Vie de parent

Confinement : soyons vigilants
face aux violences faites aux enfants

Face au risque de maltraitances en période de confinement, de nombreux professionnels du terrain, des enseignant·e·s et même des parents en appellent à la plus grande vigilance collective. Nous avons tous un rôle à jouer. Même confiné·e·s.

Confinement : soyons vigilants face aux violences faites aux enfants

C'est une proche, Marie*, assistante sociale, qui nous a alertés avant même que le confinement ne soit décrété. « Si on suspend les cours et que l'on enferme certains parents chez eux avec leurs enfants, j'ai bien peur que ce soit une catastrophe pour des milliers de petit·e·s dans le pays », dit-elle, très remuée.

Des milliers ? 2 000 signalements de maltraitance d’enfants qui font l’objet d’une ouverture de dossier en Belgique.
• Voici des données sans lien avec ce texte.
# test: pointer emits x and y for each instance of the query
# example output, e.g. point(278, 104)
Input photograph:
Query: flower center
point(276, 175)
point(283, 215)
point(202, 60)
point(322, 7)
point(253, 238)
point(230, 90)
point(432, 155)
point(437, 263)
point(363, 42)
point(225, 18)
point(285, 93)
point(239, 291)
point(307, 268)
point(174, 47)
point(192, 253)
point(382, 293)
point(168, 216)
Comme pour chaque cas de maltraitance, il s'agit juste du sommet visible de l'iceberg. SOS Enfants reçoit près de 5 600 signalements par téléphone, par courrier ou par email, chaque année.

Mais, alors, comment agir concrètement ?

L'assistante sociale appelle nos lecteurs et lectrices à redoubler de vigilance. « Tout le monde a un rôle à jouer. Dites bien aux parents qu'ils peuvent être témoins, même auditifs, de violences sur un enfant. Entre voisins, on sait la plupart du temps qu'il se trame quelque chose d'étrange. On entend des éclats de voix. On se dit que ces violences verbales font partie des habitudes. Que c'est dans la culture familiale de se hurler dessus, de casser des objets. Ça se passe rarement dans la sérénité, ce genre de scènes. Et dans le jours, les semaines à venir, il faut y être particulièrement attentifs ».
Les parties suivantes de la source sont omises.